Routinely we try and identify genomic sequencing errors in the current elegans assembly.
A problem region was identified on F02C12. Where there appears to be a deletion in the genomic in the region of exon 8 of F02C12.1 when compared to available transcript data.
EST agtaaaAttgcaaagg |||||||||||||||| GEN agtaaa-ttgcaaagg
A single EST read (yk1227a01.5) suggests that there was an error in the genome and upon inspecting the result of this change, the gene model would also benefit from the change (extension of exon 8 to utilise strong splicing confirmed by EST data).
Upon inspecting the original clone traces, no error could be identifed, so the question has arrisen, Has the mRNA/EST been modified post transcriptionally to produce a full, coding mRNA?
Might make a good project?
Don’t forget, during all cloning steps there is a possibility of enzymes, in particular Reverse Transcriptase in case of cDNAs,
to make mistakes. So, either the genomic, or more likely, the EST sequence could have an error.
I have seen that once in the case of ceh-21, where a cDNA had an indel with respect to the genomic.
For this gene, several ESTs are available, so one needs just to sequence the central unsequenced portion to find out what the most likely
correct sequence is.
Thank you for the reply Thomas,
That would normally be my first thought also, but in this case the current CDS utilises weak incorrect splicing of exon 7 to maintain frame and allow the 3’ end of the prediction to be modeled. It is unfortunate that there is only a single EST over this region as we currently don’t have the resources or funding to do any sequencing. For this reason I added the post in the hope that it might make a nice little project for a student.
I’ve actually identified a few more of these, some of which have multiple ESTs.
F49C5 F49C5.11 - deletion in genomic caaaaagttgtttgtcaagctcccggagXcacgttgtgcgagagtgttacattagtggt 2 ESTs
- Genomic looks ok…is this another example of post transcriptional modification?
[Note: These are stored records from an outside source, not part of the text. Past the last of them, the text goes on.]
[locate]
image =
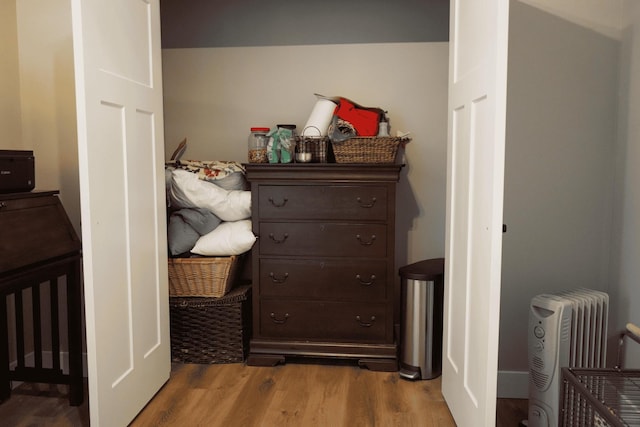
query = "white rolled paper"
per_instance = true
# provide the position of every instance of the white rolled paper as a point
(320, 118)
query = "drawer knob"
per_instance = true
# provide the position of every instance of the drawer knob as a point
(284, 237)
(366, 324)
(275, 279)
(366, 283)
(366, 242)
(366, 205)
(274, 319)
(280, 204)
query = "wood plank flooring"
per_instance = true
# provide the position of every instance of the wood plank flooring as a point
(295, 394)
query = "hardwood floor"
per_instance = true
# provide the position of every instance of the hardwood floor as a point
(294, 394)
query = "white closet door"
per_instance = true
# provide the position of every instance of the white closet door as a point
(121, 149)
(475, 181)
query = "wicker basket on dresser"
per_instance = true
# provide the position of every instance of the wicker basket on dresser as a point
(324, 278)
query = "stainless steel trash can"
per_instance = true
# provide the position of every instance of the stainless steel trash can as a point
(421, 321)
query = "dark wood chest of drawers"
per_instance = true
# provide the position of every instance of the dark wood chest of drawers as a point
(323, 265)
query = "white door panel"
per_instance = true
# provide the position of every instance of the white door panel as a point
(475, 175)
(121, 149)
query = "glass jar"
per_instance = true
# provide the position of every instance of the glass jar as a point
(258, 145)
(287, 142)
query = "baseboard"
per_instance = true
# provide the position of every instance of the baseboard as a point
(47, 362)
(513, 384)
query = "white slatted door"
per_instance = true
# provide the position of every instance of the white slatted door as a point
(121, 157)
(475, 180)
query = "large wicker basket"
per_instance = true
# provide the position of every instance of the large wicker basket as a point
(202, 277)
(367, 150)
(211, 330)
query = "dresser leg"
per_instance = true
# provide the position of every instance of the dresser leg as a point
(5, 383)
(383, 365)
(265, 359)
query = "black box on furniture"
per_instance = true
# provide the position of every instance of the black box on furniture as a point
(17, 171)
(211, 330)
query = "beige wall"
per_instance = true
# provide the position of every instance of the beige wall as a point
(10, 123)
(47, 93)
(214, 95)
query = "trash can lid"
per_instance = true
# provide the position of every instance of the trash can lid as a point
(427, 270)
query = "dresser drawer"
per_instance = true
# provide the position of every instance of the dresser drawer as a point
(316, 320)
(359, 280)
(323, 202)
(323, 239)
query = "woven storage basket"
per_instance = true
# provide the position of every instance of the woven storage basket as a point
(318, 148)
(201, 277)
(366, 150)
(211, 330)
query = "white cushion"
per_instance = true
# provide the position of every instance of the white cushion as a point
(187, 191)
(229, 238)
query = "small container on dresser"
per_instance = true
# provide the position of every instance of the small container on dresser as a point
(324, 279)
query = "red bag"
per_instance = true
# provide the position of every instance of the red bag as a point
(364, 120)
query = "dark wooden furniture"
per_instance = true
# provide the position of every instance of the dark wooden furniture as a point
(38, 250)
(323, 264)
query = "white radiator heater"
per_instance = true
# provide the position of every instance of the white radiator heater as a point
(566, 329)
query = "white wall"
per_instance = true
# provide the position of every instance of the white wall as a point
(47, 97)
(10, 122)
(214, 95)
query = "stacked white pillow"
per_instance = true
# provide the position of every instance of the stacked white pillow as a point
(233, 236)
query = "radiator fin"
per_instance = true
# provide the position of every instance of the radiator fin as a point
(575, 335)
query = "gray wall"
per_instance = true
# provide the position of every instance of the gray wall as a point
(561, 130)
(224, 23)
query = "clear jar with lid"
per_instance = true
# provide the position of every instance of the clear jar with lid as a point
(258, 145)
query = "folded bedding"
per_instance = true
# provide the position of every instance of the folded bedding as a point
(188, 191)
(225, 174)
(186, 226)
(229, 238)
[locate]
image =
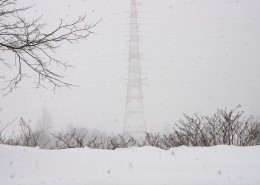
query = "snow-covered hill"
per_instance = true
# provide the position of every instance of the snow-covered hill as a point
(221, 165)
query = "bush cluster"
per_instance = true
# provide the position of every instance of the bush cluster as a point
(223, 128)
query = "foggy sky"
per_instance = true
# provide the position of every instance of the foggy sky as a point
(197, 56)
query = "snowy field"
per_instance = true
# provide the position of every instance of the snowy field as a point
(222, 165)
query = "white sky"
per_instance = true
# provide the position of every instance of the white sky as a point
(197, 56)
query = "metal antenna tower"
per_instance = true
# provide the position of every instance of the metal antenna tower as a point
(134, 112)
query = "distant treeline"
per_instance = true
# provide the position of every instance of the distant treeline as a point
(225, 127)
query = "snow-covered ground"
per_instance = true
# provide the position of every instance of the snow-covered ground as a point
(222, 165)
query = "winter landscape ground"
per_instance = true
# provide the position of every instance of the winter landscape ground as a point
(219, 165)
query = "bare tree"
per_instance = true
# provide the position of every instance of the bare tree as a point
(33, 46)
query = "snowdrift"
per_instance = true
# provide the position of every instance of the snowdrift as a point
(220, 165)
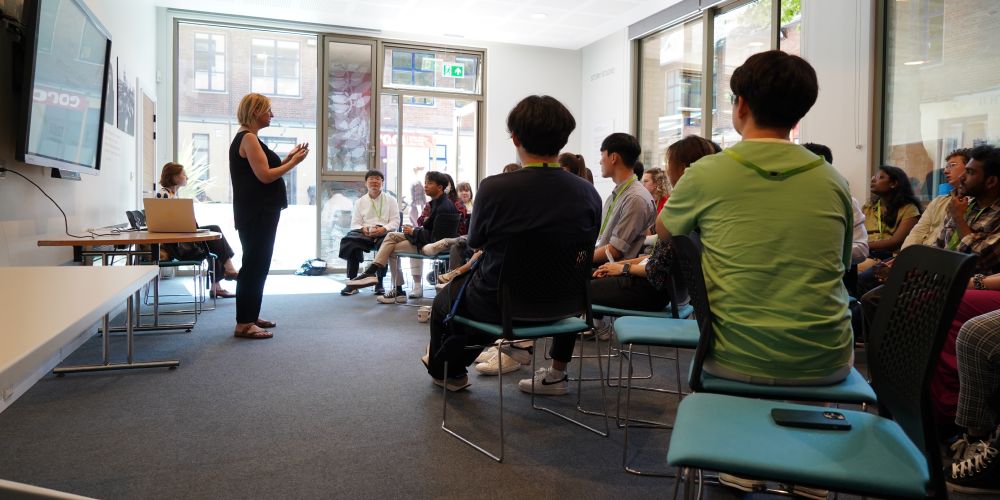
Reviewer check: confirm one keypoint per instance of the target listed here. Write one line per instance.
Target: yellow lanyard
(378, 210)
(614, 201)
(955, 236)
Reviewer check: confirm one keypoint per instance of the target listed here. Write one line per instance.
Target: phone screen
(811, 419)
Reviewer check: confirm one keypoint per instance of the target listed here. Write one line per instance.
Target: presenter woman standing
(258, 198)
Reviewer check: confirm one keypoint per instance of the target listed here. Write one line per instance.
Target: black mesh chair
(897, 458)
(445, 226)
(543, 292)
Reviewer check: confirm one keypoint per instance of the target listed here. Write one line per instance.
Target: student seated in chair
(376, 214)
(172, 178)
(539, 198)
(444, 200)
(776, 226)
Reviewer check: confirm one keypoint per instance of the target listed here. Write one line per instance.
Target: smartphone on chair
(821, 418)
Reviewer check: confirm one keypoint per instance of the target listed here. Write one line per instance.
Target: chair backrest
(545, 277)
(687, 266)
(446, 226)
(914, 314)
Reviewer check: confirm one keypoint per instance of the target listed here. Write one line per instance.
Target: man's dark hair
(821, 150)
(542, 124)
(444, 180)
(625, 145)
(963, 152)
(638, 168)
(990, 158)
(779, 88)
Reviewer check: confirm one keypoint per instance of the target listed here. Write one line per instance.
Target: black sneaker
(978, 475)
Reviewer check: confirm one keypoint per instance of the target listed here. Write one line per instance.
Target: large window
(275, 67)
(671, 101)
(941, 90)
(210, 62)
(281, 65)
(678, 96)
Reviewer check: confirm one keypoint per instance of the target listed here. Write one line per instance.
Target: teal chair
(541, 294)
(892, 455)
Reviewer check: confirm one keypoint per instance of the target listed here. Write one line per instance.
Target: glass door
(348, 138)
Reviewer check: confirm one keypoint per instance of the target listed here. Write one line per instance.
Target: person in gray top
(629, 209)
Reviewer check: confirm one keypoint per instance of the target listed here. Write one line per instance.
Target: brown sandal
(247, 332)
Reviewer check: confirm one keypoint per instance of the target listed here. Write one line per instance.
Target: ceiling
(565, 24)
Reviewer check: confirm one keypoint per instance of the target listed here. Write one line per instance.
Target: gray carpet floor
(336, 405)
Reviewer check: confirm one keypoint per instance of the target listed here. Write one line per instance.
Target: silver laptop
(174, 215)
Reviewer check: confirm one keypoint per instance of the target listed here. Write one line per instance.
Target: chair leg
(628, 405)
(444, 418)
(604, 398)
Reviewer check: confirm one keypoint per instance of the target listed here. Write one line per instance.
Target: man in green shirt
(776, 224)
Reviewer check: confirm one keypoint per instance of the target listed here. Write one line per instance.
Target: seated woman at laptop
(171, 179)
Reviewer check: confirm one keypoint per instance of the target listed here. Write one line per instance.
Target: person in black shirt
(258, 199)
(541, 197)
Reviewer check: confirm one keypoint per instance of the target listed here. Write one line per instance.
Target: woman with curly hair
(891, 213)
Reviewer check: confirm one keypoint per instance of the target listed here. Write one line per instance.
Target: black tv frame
(24, 61)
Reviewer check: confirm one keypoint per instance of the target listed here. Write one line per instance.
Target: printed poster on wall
(126, 101)
(111, 99)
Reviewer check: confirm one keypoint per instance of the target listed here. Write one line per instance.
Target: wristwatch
(977, 282)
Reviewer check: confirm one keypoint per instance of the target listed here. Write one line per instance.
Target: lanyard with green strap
(378, 209)
(614, 201)
(956, 238)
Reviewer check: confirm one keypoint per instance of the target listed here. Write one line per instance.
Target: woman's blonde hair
(660, 181)
(251, 106)
(170, 171)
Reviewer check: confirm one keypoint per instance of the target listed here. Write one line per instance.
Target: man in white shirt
(375, 215)
(931, 222)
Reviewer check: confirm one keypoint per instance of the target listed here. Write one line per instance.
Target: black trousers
(352, 248)
(221, 249)
(622, 292)
(257, 237)
(450, 342)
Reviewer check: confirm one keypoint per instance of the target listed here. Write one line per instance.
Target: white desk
(48, 312)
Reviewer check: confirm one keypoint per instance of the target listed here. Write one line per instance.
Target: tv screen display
(66, 61)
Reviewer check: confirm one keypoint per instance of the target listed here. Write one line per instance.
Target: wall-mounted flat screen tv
(66, 55)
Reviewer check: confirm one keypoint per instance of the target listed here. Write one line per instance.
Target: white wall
(606, 79)
(95, 200)
(516, 71)
(842, 116)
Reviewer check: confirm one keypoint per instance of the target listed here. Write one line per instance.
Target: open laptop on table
(173, 215)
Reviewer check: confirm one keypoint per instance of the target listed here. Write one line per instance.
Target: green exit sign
(453, 70)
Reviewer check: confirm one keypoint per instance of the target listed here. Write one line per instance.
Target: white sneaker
(544, 383)
(492, 366)
(486, 355)
(392, 297)
(520, 352)
(806, 492)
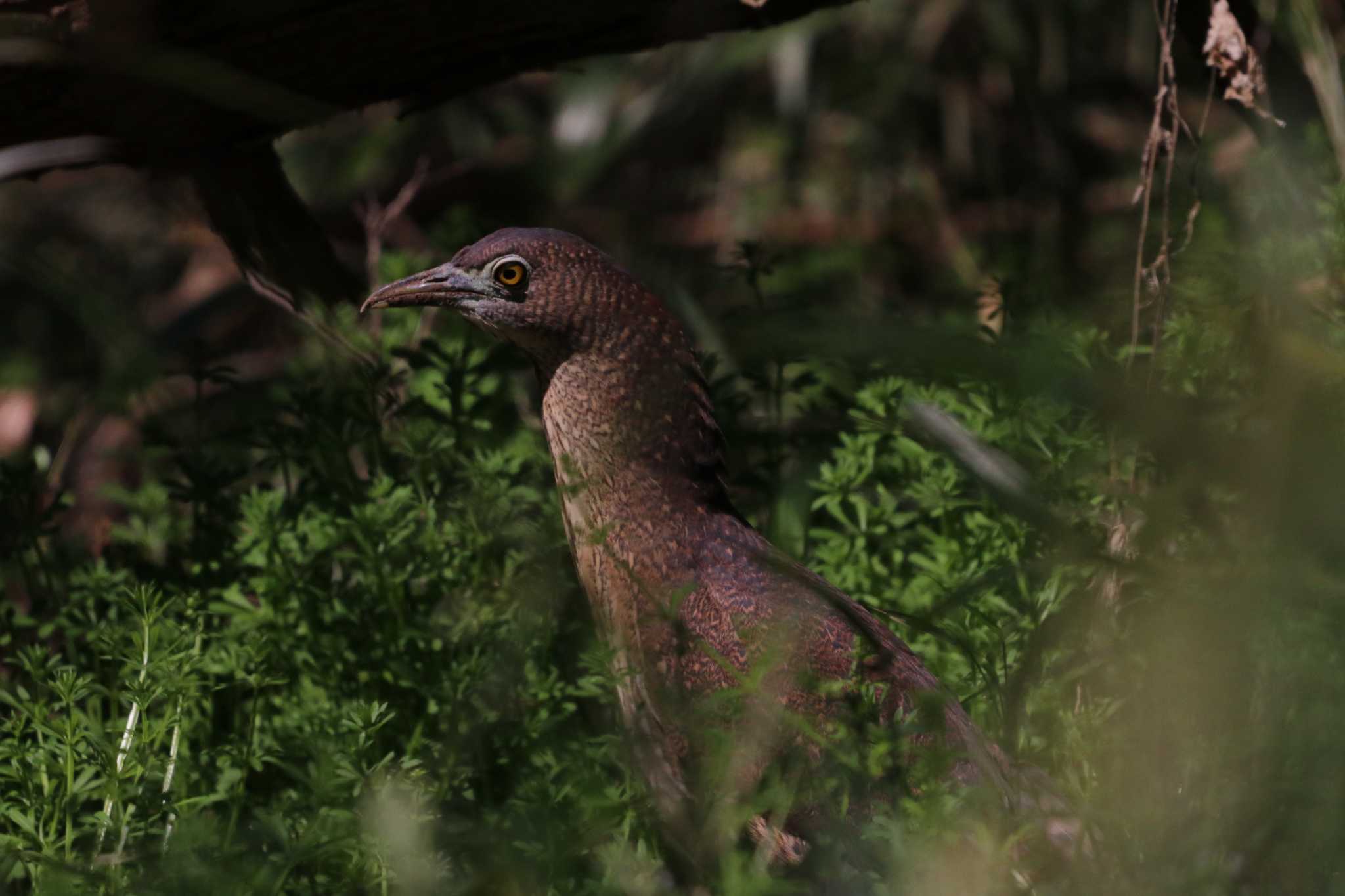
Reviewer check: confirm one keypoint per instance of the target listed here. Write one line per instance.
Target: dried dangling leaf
(1237, 62)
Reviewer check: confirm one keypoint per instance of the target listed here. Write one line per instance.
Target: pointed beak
(443, 285)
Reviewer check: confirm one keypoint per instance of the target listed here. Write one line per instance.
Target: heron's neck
(635, 431)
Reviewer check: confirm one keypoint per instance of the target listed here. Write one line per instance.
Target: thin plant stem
(127, 736)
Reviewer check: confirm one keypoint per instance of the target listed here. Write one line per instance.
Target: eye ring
(510, 273)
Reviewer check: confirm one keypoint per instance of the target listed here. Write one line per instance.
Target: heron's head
(545, 291)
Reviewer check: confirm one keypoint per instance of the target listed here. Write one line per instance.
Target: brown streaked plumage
(686, 593)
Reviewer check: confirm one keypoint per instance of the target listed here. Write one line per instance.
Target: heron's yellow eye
(512, 274)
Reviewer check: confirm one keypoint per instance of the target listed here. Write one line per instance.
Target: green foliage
(346, 602)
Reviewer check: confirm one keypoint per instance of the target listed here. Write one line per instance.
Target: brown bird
(685, 591)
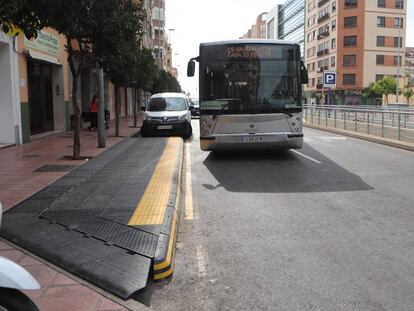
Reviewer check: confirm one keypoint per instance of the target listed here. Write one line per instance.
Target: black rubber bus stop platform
(81, 222)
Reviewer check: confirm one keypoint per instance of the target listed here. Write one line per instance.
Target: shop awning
(43, 57)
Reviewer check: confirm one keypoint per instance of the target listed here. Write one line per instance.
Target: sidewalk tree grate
(113, 233)
(69, 157)
(55, 168)
(30, 156)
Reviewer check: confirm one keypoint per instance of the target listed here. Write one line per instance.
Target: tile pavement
(18, 181)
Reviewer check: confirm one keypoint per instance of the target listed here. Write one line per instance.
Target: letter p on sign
(329, 79)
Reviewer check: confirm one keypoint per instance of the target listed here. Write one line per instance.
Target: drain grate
(55, 168)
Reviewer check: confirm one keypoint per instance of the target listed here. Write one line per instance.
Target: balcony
(323, 52)
(322, 2)
(323, 35)
(322, 69)
(323, 18)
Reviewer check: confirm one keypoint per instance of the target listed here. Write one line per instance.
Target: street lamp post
(400, 24)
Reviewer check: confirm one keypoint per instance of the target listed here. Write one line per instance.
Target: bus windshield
(250, 78)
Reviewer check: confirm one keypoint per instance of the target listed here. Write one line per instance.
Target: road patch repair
(112, 221)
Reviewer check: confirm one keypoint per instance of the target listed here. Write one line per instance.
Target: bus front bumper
(252, 142)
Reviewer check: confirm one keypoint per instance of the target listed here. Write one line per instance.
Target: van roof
(169, 94)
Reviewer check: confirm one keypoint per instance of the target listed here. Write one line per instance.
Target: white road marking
(189, 211)
(305, 156)
(201, 261)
Y57G11C Y57G11C.12 - possible frameshift in 5’ UTR would allow 2 new exons
- Genomic looks ok…is this another example of post transcriptional modification? Annotated 2 seperate isoforms.
- Highly conserved in briggase, exact same configuration.
- The second exon of F58G11.2 has taatcatAttccaatagc (one A) as shown by 5 good quality traces.
- The ESTs (yk1258g04.5, yk380d8.5, yk16e2.5) and OST (OSTF199D6_1) have taatcatAAttccaatagc (two A’s)
Another candidate for Post transcriptional modification is lys-6 (C54C8.6) the EST data and genomic sequence agree but the 2nd ORF appears to suffer a frameshift.
The new annotation WS226 contains a false 2bp intron to correct the frame and utilise the strong splicing available.